• Date: 11th January 2021
  • Location: Zoom Lecture
  • Time: 19:00 - 20:00
  • Cost: Free for members. £5 for Guests.

The lecture will concentrate on one branch of the many artistic genres which flourished in Russia from the mid 19th century onwards, namely Landscape Painting.

The second half of the 19th century was a time of artistic rebellion in Russia (and across Europe) and a time when Russian painting came into its own.

Some painters turned to critical realism and historical genre painting mostly criticizing Russian society, whilst those who turned to landscape painted the uplifting, often simple scenery with notes of hope and poetry. They painted the essence of the Russian land in all its spiritual glory and they did so with technical mastery that puts them on a par with European contemporaries.

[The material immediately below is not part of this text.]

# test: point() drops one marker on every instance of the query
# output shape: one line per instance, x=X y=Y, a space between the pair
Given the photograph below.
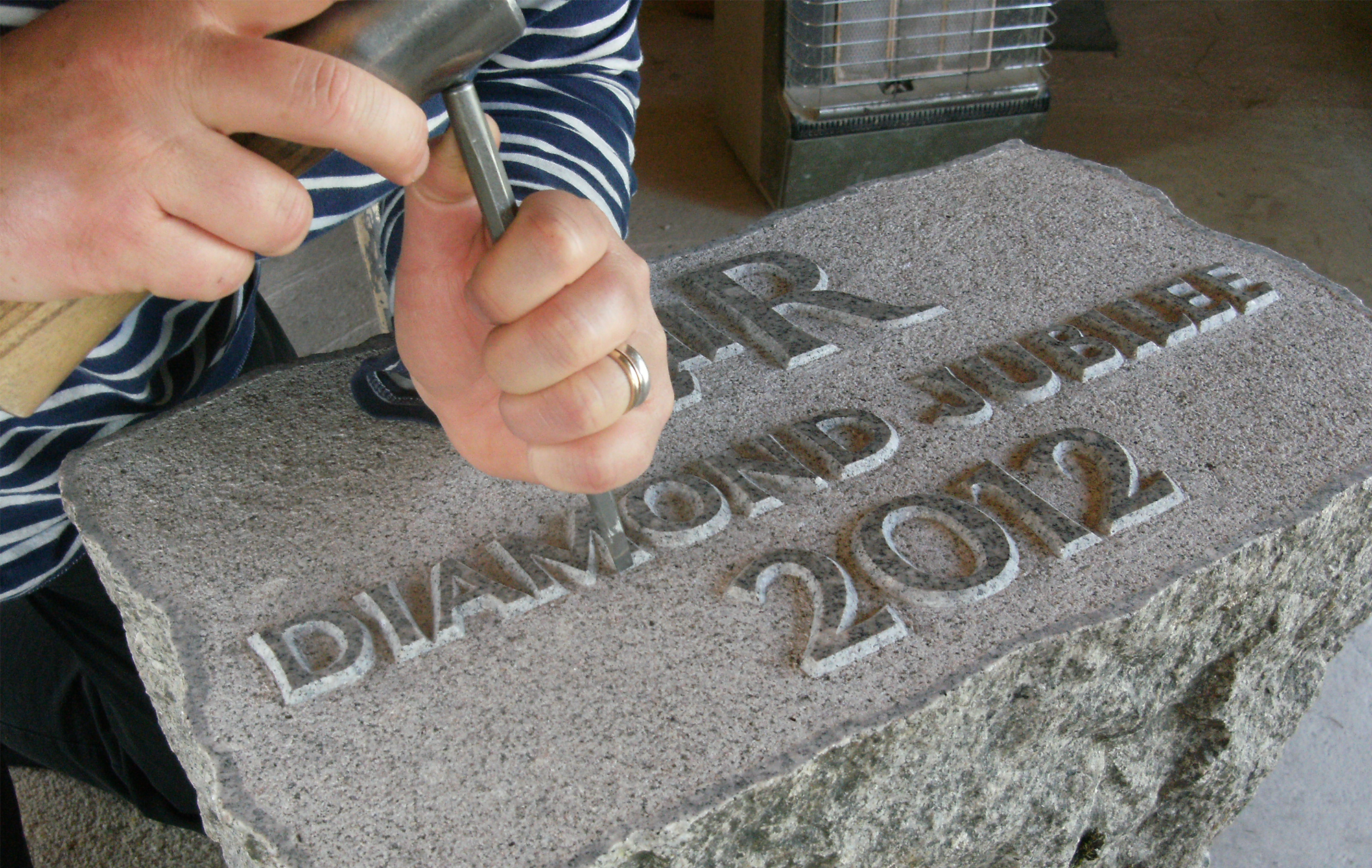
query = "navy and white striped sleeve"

The poetic, almost lyrical beauty in painting was new to Russian art, however it became the symbol of people’s soul that resonates within many Russians even today.

Lecturer Jane Angelini will look at the work of Aivazovsky, Russia’s most famous marine painter, Savrasov, perhaps the first Russian painter to use landscape to capture “mood” Shishkinknown as the “Russian Singer of the Forests”, Polenov, who captures the beauty of the Russian countryside with especial charm, Kuindzhi, possibly the best colourist of all and Levitan, whose landscapes have a simplified, mystical beauty of the land and is regarded as Russia’s greatest landscape painter.